If you discover a security vulnerability in TypeWhisper for Windows, please report it responsibly.

Do not open a public issue. Instead, email security concerns to: security@typewhisper.com

You can also use GitHub's private vulnerability reporting.

We will acknowledge your report within 48 hours and aim to provide a fix within 7 days for critical issues.

When reporting, please include:

• Affected TypeWhisper version, commit, or release package
• Windows version and CPU architecture
• Clear reproduction steps
• Security impact and affected data or privileges
• Any relevant logs, screenshots, or proof-of-concept details that avoid exposing secrets or personal data

TypeWhisper for Windows handles sensitive data including:

• Microphone audio and imported audio/video files
• Transcription history and generated text
• API keys and provider credentials
• Plugin packages, plugin settings, and plugin-managed secrets
• Local HTTP API server
• Installer and update mechanism

Issues in these areas are especially relevant.

• The local HTTP API uses a localhost listener and is intended for local tools and scripts.
• The API server is disabled by default and must be enabled explicitly in Settings.
• API keys and plugin secrets are stored with Windows DPAPI, scoped to the current Windows user.
• Exported diagnostics include app, platform, and error metadata, but should not include API keys, audio payloads, or transcription history.
• Plugins are executable code and should only be installed from trusted sources.

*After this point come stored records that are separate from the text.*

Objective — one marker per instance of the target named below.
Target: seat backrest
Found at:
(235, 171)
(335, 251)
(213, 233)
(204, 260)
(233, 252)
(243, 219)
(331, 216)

Good-faith security research is welcome. Please:

• Avoid accessing, modifying, or deleting data that is not yours
• Avoid exfiltrating secrets, API keys, recordings, transcripts, or personal data
• Avoid degrading service availability or disrupting other users
• Share only the information needed to reproduce and understand the issue
• Give the maintainers reasonable time to investigate before public disclosure

This project does not currently operate a paid bug bounty program.